Hadapi Tren Generative AI, Meta Kembangkan Sendiri Chip Khusus AI

Meta berniat memadukan custom chip buatannya ini dengan GPU guna menghasilkan performa yang lebih baik sekaligus efisien untuk sistem AI

Perang AI yang tengah berlangsung di tahun 2023 ini tidak hanya melibatkan kompetisi dari sisi perangkat lunak saja. Perangkat keras atau hardware juga mendapat sorotan tersendiri di sini, tidak lain karena begitu besarnya daya komputasi yang dibutuhkan banyak sistem AI. Tidak jarang, mengembangkan chip sendiri yang dikhususkan untuk sistem AI pada akhirnya menjadi solusi bagi raksasa-raksasa teknologi yang bermain di ranah ini, salah satunya Meta.

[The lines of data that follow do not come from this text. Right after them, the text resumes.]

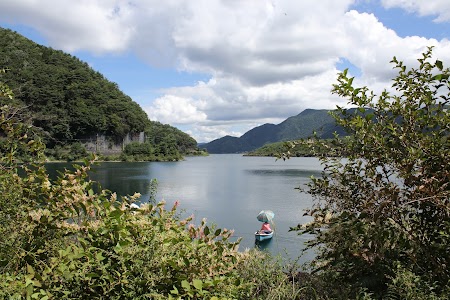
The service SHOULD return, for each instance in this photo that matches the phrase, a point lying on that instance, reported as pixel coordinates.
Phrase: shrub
(387, 203)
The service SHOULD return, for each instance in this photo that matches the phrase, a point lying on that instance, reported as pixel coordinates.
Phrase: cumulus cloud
(438, 8)
(177, 110)
(266, 59)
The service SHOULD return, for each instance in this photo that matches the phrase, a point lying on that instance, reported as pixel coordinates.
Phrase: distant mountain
(71, 102)
(300, 126)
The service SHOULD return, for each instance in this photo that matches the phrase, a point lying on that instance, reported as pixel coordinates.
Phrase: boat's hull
(263, 236)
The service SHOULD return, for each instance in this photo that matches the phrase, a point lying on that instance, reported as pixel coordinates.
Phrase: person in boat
(265, 228)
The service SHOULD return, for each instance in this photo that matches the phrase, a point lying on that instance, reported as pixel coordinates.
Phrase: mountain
(300, 126)
(71, 102)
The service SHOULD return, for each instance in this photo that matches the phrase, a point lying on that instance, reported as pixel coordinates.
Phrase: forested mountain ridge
(300, 126)
(69, 100)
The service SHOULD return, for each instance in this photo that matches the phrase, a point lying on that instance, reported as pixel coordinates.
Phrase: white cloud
(438, 8)
(267, 59)
(175, 110)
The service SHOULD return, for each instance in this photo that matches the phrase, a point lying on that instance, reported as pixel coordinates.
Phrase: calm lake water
(228, 190)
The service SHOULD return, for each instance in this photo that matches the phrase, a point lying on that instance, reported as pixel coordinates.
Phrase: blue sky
(215, 68)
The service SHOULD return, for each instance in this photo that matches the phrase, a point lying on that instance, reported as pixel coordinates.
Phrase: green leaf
(198, 284)
(186, 286)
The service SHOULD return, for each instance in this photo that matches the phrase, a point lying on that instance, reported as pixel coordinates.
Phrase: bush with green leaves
(386, 205)
(62, 240)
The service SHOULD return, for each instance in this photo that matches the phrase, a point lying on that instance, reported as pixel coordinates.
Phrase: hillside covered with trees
(296, 127)
(70, 101)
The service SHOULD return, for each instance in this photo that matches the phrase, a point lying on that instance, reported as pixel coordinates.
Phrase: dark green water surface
(228, 190)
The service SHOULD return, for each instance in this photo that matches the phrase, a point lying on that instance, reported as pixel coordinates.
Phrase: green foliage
(62, 240)
(385, 207)
(71, 102)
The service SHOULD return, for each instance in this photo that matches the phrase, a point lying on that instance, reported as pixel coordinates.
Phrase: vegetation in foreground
(382, 215)
(380, 219)
(62, 240)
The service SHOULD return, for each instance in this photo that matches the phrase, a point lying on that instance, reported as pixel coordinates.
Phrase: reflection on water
(228, 190)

Melalui sebuah posting blog, induk perusahaan Facebook dan Instagram itu menyingkap rencananya membangun infrastruktur di era serba AI. Rencana tersebut terdiri beberapa komponen, namun yang paling utama adalah sebuah chip khusus yang secara spesifik dikembangkan untuk mengakselerasi kinerja beragam sistem AI yang tengah dibangun Meta.

Meta Training and Inference Accelerator (MTIA), demikianlah Meta menamai chip AI bikinannya sendiri itu. Meta punya penjelasan teknis yang amat merinci mengenai MTIA, namun kalau mau disederhanakan, ini merupakan sebuah chip yang masuk dalam keluarga ASIC (Application-Specific Integrated Circuit), yakni jenis chip khusus yang menggabungkan beberapa sirkuit yang berbeda di dalam satu papan, yang kemudian dapat diprogram untuk menjalankan beberapa tugas sekaligus secara paralel.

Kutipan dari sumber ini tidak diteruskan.